La chaîne de dépanneurs Couche-Tard (T.ATD.B) n'a toujours pas installé de cage de verre dans deux dépanneurs montréalais malgré qu'elle se soit engagée à le faire au plus tard le 15 octobre en vertu d'une entente avec la Commission de la santé et de la sécurité du travail (CSST).

André Dubuc LA PRESSE

Depuis 2007, la CSST a envoyé 55 constats d'infraction à la Loi sur la santé et la sécurité du travail à la société dirigée par Alain Bouchard, selon des documents obtenus en vertu de la loi d'accès à l'information. La majorité de ces avis sont en lien avec le risque d'agression en situation de travail isolé. Une dizaine de dépanneurs sont visés.

Le 16 juin dernier, Couche-Tard s'est entendu avec l'organisme pour mettre en place les correctifs exigés dans les établissements visés, notamment l'installation d'une barrière physique entre la caisse et les clients. La date limite avait été fixée au 15 octobre.

Une telle barrière peut prendre la forme d'une vitre blindée entourant l'ensemble de l'espace réservé au commis, créant ainsi une zone sécurisée.

Nous avons visité cinq établissements visés par l'entente entre Couche-Tard et la CSST le lundi 17 octobre en après-midi. Deux de ceux-ci, situés au 8850, rue Hochelaga et au 8950,rue Sherbrooke Est, n'avaient toujours pas de cage de verre autour des caisses enregistreuses. Aucuns travaux n'étaient visibles non plus.

La CSST demande à Couche-Tard d'installer pareil équipement depuis le 7 juin 2010 dans le cas du 8950, rue Sherbrooke Est et depuis le 1er novembre 2010 pour celui sur Hochelaga.
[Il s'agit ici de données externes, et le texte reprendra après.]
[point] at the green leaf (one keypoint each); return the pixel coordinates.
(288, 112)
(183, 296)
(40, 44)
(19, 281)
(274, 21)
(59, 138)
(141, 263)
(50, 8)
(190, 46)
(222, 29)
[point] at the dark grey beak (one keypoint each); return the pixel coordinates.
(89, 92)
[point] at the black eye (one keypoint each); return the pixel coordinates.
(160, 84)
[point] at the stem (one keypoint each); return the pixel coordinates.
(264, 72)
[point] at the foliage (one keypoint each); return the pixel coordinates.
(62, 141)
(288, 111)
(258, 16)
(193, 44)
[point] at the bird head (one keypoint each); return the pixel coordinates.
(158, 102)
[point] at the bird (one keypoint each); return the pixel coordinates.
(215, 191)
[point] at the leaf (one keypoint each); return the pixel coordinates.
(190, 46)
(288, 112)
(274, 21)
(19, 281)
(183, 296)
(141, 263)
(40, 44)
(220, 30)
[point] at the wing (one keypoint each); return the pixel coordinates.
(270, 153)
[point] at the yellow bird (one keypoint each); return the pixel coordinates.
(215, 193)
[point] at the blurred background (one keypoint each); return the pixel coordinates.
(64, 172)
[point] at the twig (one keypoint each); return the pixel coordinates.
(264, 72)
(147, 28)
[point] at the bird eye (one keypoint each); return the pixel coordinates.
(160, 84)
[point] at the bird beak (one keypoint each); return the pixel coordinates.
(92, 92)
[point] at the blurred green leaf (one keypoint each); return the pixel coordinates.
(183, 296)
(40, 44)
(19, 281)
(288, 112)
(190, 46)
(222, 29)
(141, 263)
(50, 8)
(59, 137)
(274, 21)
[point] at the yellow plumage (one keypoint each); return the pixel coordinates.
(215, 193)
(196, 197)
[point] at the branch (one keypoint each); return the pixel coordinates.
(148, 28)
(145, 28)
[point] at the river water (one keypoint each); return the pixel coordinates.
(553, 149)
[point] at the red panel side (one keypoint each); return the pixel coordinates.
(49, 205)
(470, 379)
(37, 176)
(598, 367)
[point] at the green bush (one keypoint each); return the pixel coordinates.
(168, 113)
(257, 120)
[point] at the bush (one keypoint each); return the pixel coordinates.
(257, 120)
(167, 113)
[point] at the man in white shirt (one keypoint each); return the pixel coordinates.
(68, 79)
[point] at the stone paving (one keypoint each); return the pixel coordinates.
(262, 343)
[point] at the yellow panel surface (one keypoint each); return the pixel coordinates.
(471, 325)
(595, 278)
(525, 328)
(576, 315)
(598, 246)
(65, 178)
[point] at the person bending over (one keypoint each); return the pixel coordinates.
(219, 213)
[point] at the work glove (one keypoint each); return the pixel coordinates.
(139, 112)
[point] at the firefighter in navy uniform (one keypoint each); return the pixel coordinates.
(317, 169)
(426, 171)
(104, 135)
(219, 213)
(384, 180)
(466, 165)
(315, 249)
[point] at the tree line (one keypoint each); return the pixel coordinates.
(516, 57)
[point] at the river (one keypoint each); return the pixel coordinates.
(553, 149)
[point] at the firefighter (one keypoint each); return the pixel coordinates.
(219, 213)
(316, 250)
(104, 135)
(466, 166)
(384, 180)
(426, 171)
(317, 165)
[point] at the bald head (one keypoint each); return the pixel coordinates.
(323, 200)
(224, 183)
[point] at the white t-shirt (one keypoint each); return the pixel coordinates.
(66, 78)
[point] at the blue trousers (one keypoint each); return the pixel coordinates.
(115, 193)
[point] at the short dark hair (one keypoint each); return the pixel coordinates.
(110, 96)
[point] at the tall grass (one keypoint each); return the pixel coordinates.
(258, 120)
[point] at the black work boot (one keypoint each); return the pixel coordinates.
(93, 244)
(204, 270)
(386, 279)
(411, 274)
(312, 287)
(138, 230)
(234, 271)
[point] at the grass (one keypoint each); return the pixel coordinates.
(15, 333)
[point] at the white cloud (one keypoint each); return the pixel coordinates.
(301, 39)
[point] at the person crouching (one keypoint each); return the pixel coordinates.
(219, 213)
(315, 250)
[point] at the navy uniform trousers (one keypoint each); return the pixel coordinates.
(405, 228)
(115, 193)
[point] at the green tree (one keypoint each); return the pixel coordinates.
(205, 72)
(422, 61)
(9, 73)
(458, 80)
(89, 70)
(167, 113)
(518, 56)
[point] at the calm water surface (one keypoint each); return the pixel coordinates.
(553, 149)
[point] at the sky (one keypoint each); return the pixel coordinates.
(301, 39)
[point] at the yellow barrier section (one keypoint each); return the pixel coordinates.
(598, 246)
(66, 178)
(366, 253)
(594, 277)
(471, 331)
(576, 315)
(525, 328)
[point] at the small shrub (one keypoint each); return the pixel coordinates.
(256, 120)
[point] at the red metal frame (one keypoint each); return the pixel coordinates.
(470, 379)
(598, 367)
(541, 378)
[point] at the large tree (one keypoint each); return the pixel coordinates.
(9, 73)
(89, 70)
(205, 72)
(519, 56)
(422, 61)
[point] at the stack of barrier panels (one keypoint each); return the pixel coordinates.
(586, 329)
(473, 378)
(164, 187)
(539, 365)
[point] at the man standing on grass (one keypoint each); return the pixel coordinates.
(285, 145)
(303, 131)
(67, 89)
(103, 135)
Des cages de verre ont toutefois été installées dans au moins trois établissements : au 7151, rue Jarry Est, au 5755, rue Sherbrooke Est et au 3985, rue Beaubien Est. À ce dernier endroit, une commis a fait remarquer que la cage était inefficace car elle est ouverte devant la caisse, une situation visible dans chacun des dépanneurs visités.

« Rien n'empêche un voleur d'enjamber le comptoir et de pointer son arme à feu sur le commis «, fait remarquer David Bergeron-Cyr, vice-président de la Fédération du commerce de la Confédération des syndicats nationaux (CSN). La centrale syndicale mène une campagne de syndicalisation des dépanneurs Couche-Tard. Aucun des établissements visités n'est syndiqué.

De son côté, la CSST visitera cinq des dépanneurs visés par l'entente de juin demain et fera rapport ensuite, indique son porte-parole, Jacques Nadeau.

Couche-Tard rétorque qu'elle a donné suite aux ententes avec la CSST et qu'une rencontre de suivi avec les intervenants de la CSST est prévue dans les prochains jours.